2024 – 22 March to be precise – marks the centenary of the birth of Michael Hamburger. He seems, sadly, to be more remembered these days rather more for his translations of and associations with great German writers than for his own poetry and criticism. That sense was reinforced by the first publication in English, in 2002, of W. G. Sebald’s Die Ringe des Saturn, chapter XII of which features a visit which Sebald’s narrator pays on Hamburger at his house in Middleton, Suffolk; Tacita Dean’s subsequent, extraordinarily beautiful film (2007; details available here) on Hamburger commissioned as a response to Sebald’s writing for the wonderful Waterlog exhibition; and the fact that Hamburger had translated two of Sebald’s poetry collections. (I wrote here, six years ago, about some of the connections between Hamburger and Sebald.)
To mark Hamburger’s centenary, this year I will periodically write about some of his writings, chiefly from the last third of his life when his poems, especially his nature poems, took on what I slightly hesitate to call a mystical quality. He’d never been a flashy poet, but, having taught at many universities in England and the USA, he was acquainted with poets of many different schools and styles, and his approach in his later years produced a more direct, informally formal poetry in which his thoughts were clearer and more powerful and affecting for being so. His late poems for me, are inspirational, as I hope I will show.

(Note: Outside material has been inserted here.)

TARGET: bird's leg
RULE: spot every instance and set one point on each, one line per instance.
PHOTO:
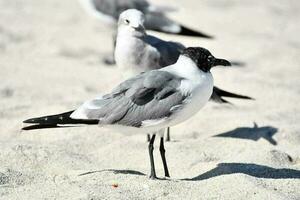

In 1981 (when Hamburger was the same age as I am now), Carcanet published his marvellous collection Variations which consisted of two sequences, ‘Travelling’ and ‘In Suffolk’, the second of which is particularly fine. Below, though, is a short, dizzying extract from part VIII (of IX) of ‘Travelling’, describing his weariness at the restlessness of moving by flight between positions and places elsewhere.
Estranged. By those global routes,
All curved now, all leading back
Not to the starting-point
But through it, beyond it, out again,
Back again, out. As the globe rotates
So does the traveller, giddy with turning, turning
And no return but for more departure,
No departure that’s not a return.
To what? To a home beyond home,
Beyond difference, indifference, sameness;
Beyond himself, who is here and there,
Who is nowhere, everywhere, in a season endlessly turning.